Great twentieth century leaders – from all continents of the world -- played vital roles in making our world a fairer, safer and more peaceful place. How did they do it? What lessons can be drawn for our future global agenda? Bruce W. Jentleson shows how these leaders of a variety of types―national, international, institutional, sociopolitical, nongovernmental ― rewrote the zero-sum scripts they were handed and successfully made breakthroughs on issues long thought intractable.
They include Henry Kissinger, Zhou Enlai, and the U.S.-China opening; Mikhail Gorbachev and the end of the Cold War; Dag Hammarskjöld’s exceptional effectiveness as United Nations secretary-general; Nelson Mandela and South African reconciliation; Yitzhak Rabin seeking Arab-Israeli peace; Mahatma Gandhi as exemplar of anticolonialism and an apostle of nonviolence; Lech Walesa and ending Soviet bloc communism; Gro Harlem Brundtland and fostering global sustainability; and a number of others. Jentleson tells us who each leader was as an individual, why they made the choices they did, how they pursued their goals, and what they were (and weren’t) able to achieve.
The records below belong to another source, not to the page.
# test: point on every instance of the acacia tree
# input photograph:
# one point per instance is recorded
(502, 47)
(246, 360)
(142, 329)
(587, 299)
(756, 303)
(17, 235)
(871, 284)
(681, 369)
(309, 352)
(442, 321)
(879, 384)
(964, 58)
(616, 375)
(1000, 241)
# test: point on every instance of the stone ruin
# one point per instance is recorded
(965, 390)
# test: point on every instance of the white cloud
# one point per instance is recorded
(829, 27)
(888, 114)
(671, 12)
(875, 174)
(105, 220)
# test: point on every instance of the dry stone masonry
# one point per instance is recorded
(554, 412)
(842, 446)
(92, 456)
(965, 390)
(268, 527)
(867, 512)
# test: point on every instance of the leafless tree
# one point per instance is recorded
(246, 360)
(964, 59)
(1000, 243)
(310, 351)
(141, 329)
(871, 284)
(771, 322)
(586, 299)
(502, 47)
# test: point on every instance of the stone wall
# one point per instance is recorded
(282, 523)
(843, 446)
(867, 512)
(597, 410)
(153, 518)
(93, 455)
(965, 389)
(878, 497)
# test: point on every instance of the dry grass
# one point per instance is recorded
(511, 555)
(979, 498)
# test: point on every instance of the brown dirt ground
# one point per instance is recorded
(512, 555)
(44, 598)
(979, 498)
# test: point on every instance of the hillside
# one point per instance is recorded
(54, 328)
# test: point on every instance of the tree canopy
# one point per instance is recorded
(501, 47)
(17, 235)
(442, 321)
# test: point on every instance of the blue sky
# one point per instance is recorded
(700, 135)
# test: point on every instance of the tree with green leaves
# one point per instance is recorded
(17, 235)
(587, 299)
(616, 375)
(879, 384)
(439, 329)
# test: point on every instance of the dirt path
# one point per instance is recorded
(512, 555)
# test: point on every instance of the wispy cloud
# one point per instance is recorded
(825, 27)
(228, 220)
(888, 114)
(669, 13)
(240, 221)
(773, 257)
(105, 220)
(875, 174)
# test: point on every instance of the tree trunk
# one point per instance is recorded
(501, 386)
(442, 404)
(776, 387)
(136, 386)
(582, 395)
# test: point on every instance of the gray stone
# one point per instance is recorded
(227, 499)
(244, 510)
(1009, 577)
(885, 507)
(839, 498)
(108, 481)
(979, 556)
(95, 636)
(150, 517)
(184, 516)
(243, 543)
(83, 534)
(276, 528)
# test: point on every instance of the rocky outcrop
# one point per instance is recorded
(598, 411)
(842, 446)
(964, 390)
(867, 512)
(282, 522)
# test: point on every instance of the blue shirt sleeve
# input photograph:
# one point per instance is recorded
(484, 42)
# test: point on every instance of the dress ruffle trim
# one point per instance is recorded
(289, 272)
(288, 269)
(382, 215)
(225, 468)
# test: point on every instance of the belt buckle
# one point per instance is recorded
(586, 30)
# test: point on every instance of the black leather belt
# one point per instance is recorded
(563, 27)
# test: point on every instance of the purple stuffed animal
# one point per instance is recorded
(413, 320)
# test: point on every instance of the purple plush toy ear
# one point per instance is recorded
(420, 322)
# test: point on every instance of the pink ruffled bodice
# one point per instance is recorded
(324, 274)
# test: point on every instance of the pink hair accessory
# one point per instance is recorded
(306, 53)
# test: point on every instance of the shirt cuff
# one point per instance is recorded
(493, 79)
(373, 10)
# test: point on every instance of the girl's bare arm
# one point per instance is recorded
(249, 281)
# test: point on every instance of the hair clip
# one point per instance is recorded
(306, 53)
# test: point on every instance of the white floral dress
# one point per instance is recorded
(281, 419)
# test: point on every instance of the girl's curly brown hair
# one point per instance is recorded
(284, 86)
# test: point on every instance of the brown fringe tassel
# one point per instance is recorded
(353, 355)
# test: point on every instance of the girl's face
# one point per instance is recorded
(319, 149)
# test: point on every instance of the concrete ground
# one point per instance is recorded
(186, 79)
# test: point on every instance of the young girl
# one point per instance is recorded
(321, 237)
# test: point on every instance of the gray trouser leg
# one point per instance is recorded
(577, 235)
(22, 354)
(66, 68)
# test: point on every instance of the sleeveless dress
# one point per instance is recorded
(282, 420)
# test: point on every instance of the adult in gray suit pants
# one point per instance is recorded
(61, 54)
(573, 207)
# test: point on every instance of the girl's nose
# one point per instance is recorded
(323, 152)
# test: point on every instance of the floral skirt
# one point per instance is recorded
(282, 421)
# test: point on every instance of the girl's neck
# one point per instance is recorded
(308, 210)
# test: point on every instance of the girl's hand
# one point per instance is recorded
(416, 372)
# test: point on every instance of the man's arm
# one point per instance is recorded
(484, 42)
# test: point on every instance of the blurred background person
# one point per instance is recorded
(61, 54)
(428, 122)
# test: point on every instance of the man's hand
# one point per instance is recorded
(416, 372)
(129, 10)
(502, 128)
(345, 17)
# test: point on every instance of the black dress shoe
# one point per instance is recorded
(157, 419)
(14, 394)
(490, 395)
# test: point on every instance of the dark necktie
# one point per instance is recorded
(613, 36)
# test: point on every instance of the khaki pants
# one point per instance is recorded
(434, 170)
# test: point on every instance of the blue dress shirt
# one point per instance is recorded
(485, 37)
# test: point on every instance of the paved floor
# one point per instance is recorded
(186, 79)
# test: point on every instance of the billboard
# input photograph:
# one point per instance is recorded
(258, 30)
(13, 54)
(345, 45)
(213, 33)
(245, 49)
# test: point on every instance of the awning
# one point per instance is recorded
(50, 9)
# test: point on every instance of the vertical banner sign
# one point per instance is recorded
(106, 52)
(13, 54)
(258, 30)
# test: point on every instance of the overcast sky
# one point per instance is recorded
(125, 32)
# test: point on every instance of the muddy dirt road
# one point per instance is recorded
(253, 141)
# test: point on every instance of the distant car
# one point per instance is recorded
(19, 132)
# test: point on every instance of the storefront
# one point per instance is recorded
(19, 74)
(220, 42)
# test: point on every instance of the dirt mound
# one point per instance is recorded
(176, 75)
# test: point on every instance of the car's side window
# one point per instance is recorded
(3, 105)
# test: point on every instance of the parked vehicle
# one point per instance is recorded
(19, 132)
Bruce W. Jentleson is professor of public policy and political science at Duke University, where he served from 2000 to 2005 as director of the Terry Sanford Institute of Public Policy. He has served as a senior advisor to the U.S. State Department Policy Planning Director; as a foreign policy aide in the U.S. Senate; and as foreign policy advisor to Al Gore during his 2000 presidential campaign. In addition to numerous articles, he is the co-author of The End of Arrogance: America in the Global Competition of Ideas, with Steven Weber.